At 25, John was captured and imprisoned in a closet in a monastery by a community of monks who upheld a Vatican faction's dim view of Teresa's reforms. He was starved and flogged. After nine months of captivity, he escaped by lowering himself out of his cell with a rope made of strips of cloth. He got himself to a Discalced convent and wept as he heard the nuns reciting the Angelus. He wrote "Songs of the Soul" in a state of gratitude and ecstasy.

Reformation is not an easy thing, it appears; something for me to keep in mind. "The Angelus" bell at the convent is rung three times during the day, three times three times each, at 6 a.m., at noon, and at 6 p.m. All recite it privately rather than in chapel together; the bells are beautiful, like the faint sweet voice of the angel Gabriel calling from some other realm, an echo of God's presence both here and in the world to come.

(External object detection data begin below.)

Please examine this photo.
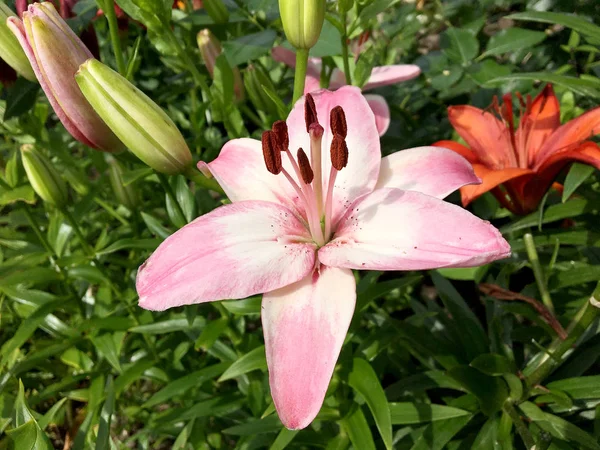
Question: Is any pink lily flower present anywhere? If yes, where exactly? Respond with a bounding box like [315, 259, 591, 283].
[136, 86, 510, 429]
[271, 47, 421, 136]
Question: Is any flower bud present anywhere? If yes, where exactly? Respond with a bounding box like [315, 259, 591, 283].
[196, 29, 245, 102]
[106, 155, 138, 211]
[0, 2, 37, 81]
[202, 0, 229, 23]
[8, 2, 123, 152]
[244, 64, 277, 115]
[279, 0, 325, 49]
[75, 59, 192, 174]
[21, 144, 67, 208]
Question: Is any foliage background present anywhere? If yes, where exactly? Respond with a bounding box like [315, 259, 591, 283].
[0, 0, 600, 450]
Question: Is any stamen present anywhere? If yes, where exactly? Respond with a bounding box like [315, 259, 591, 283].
[298, 148, 315, 184]
[329, 106, 348, 138]
[272, 120, 290, 152]
[304, 94, 319, 132]
[330, 134, 348, 170]
[261, 131, 283, 175]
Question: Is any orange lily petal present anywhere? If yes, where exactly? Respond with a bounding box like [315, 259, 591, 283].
[509, 142, 600, 214]
[460, 164, 534, 206]
[534, 107, 600, 170]
[516, 84, 560, 166]
[448, 105, 517, 169]
[431, 141, 477, 164]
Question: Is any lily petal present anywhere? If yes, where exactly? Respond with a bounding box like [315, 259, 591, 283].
[431, 140, 479, 164]
[460, 164, 534, 206]
[198, 138, 299, 214]
[365, 94, 391, 136]
[363, 64, 421, 91]
[515, 84, 560, 167]
[534, 107, 600, 170]
[287, 86, 381, 223]
[136, 201, 315, 311]
[375, 147, 481, 198]
[261, 266, 356, 430]
[448, 105, 517, 169]
[319, 189, 510, 270]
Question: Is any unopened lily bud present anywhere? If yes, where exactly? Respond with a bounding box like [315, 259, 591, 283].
[8, 2, 123, 152]
[75, 59, 192, 175]
[0, 3, 37, 81]
[106, 155, 138, 211]
[21, 144, 67, 208]
[244, 64, 277, 115]
[279, 0, 325, 49]
[196, 29, 245, 102]
[202, 0, 229, 23]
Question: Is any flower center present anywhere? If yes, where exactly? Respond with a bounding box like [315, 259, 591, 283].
[262, 94, 348, 246]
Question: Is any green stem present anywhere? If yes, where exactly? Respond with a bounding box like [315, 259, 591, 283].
[104, 0, 127, 76]
[523, 233, 554, 314]
[523, 282, 600, 389]
[502, 402, 535, 450]
[293, 48, 308, 103]
[342, 13, 352, 85]
[156, 172, 187, 227]
[60, 208, 95, 256]
[183, 166, 225, 194]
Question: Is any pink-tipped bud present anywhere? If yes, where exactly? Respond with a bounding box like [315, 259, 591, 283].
[8, 2, 124, 152]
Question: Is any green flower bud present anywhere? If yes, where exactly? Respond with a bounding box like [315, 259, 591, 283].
[75, 59, 192, 175]
[244, 64, 277, 115]
[0, 2, 37, 81]
[202, 0, 229, 23]
[21, 144, 68, 208]
[106, 155, 138, 211]
[279, 0, 325, 49]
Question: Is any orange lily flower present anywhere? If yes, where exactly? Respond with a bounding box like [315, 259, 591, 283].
[433, 84, 600, 214]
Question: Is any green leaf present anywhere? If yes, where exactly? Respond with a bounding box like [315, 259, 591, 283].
[411, 414, 473, 450]
[129, 317, 206, 334]
[223, 415, 282, 436]
[506, 10, 600, 40]
[221, 297, 262, 316]
[0, 184, 35, 206]
[440, 28, 479, 65]
[218, 345, 267, 382]
[519, 402, 600, 450]
[96, 375, 115, 450]
[194, 317, 229, 351]
[143, 362, 231, 408]
[340, 405, 375, 450]
[470, 353, 514, 376]
[223, 30, 277, 67]
[390, 402, 471, 425]
[0, 300, 63, 367]
[481, 28, 547, 58]
[448, 366, 509, 416]
[500, 198, 596, 234]
[91, 331, 125, 372]
[546, 375, 600, 400]
[562, 163, 596, 203]
[348, 358, 392, 449]
[431, 272, 488, 361]
[486, 72, 600, 99]
[3, 77, 40, 122]
[96, 238, 160, 256]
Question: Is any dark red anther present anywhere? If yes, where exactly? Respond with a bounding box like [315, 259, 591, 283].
[304, 94, 319, 132]
[330, 134, 348, 170]
[272, 120, 290, 152]
[262, 131, 282, 175]
[329, 105, 348, 138]
[298, 148, 315, 184]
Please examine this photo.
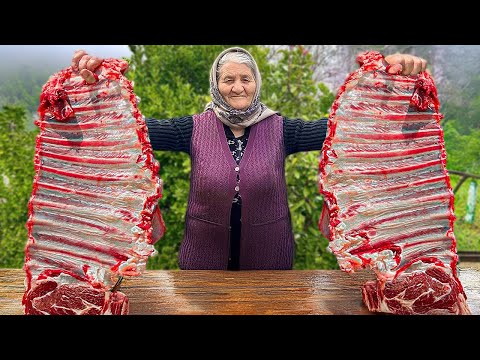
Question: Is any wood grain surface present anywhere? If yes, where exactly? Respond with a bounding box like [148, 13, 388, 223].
[0, 268, 480, 315]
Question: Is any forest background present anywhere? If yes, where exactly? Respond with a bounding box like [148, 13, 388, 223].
[0, 45, 480, 269]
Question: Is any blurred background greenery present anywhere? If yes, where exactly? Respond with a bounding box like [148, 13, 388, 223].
[0, 45, 480, 269]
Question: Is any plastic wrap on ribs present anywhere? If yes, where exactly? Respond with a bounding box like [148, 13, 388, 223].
[319, 52, 470, 314]
[23, 59, 165, 315]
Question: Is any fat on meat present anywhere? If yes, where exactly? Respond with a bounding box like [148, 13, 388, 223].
[319, 51, 470, 315]
[22, 59, 165, 315]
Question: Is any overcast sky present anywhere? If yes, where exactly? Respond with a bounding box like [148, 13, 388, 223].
[0, 45, 131, 69]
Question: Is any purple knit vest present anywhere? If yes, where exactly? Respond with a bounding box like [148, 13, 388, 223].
[179, 110, 294, 270]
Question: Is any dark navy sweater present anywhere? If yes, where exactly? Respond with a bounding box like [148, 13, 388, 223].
[146, 116, 328, 270]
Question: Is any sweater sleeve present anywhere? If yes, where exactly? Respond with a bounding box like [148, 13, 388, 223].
[283, 117, 328, 155]
[145, 116, 193, 155]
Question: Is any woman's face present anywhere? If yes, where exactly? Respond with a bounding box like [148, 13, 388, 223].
[218, 62, 257, 110]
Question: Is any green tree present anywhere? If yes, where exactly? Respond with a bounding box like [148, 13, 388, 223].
[0, 106, 38, 268]
[127, 45, 335, 269]
[263, 46, 337, 269]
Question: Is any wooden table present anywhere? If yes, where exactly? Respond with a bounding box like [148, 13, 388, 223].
[0, 268, 480, 315]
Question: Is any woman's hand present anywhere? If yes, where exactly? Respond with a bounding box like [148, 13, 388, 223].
[72, 50, 103, 84]
[385, 54, 427, 75]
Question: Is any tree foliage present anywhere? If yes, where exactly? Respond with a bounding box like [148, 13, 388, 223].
[0, 106, 37, 268]
[127, 45, 335, 269]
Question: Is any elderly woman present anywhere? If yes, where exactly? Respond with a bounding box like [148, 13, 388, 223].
[72, 47, 426, 270]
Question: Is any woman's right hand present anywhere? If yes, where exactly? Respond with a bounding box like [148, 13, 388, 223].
[72, 50, 103, 84]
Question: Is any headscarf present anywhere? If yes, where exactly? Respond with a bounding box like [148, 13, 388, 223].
[205, 47, 278, 130]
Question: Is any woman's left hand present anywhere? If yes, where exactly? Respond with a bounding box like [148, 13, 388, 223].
[385, 54, 427, 75]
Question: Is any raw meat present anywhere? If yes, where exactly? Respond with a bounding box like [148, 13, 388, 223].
[22, 59, 165, 315]
[319, 52, 470, 314]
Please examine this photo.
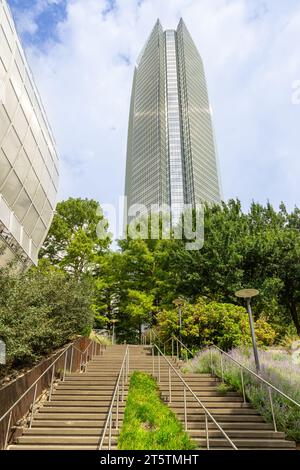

The poem, "Songs of the Soul", which "describes a night in which a soul escapes from her house to join her lover, her creator, in a night of risk, ecstasy and passion" - a dark night in which the soul meets her Beloved:
On a dark night,
Kindled in love with yearnings — oh, happy chance! —
I went forth without being observed,
My house being now at rest.

In darkness and secure,
By the secret ladder, disguised — oh, happy chance! —
In darkness and in concealment,
My house being now at rest.

In the happy night,
In secret, when none saw me,
Nor I beheld aught,
Without light or guide, save that which burned in my heart.

This light guided me
More surely than the light of noonday
To the place where he (well I knew who!) was awaiting me —
A place where none appeared.

Oh, night that guided me,
Oh, night more lovely than the dawn,
Oh, night that joined Beloved with lover,
Lover transformed in the Beloved!

Upon my flowery breast,
Kept wholly for himself alone,
There he stayed sleeping, and I caressed him,
And the fanning of the cedars made a breeze.

The breeze blew from the turret
As I parted his locks;
With his gentle hand he wounded my neck
And caused all my senses to be suspended.

I remained, lost in oblivion;
My face I reclined on the Beloved.
All ceased and I abandoned myself,
Leaving my cares forgotten among the lilies.

I went to mass today; I wanted to taste that sweetness again. I heard more during the sermon about "unity," and gritted my teeth, and promised I would do what the Beloved requires. I do not know what that is.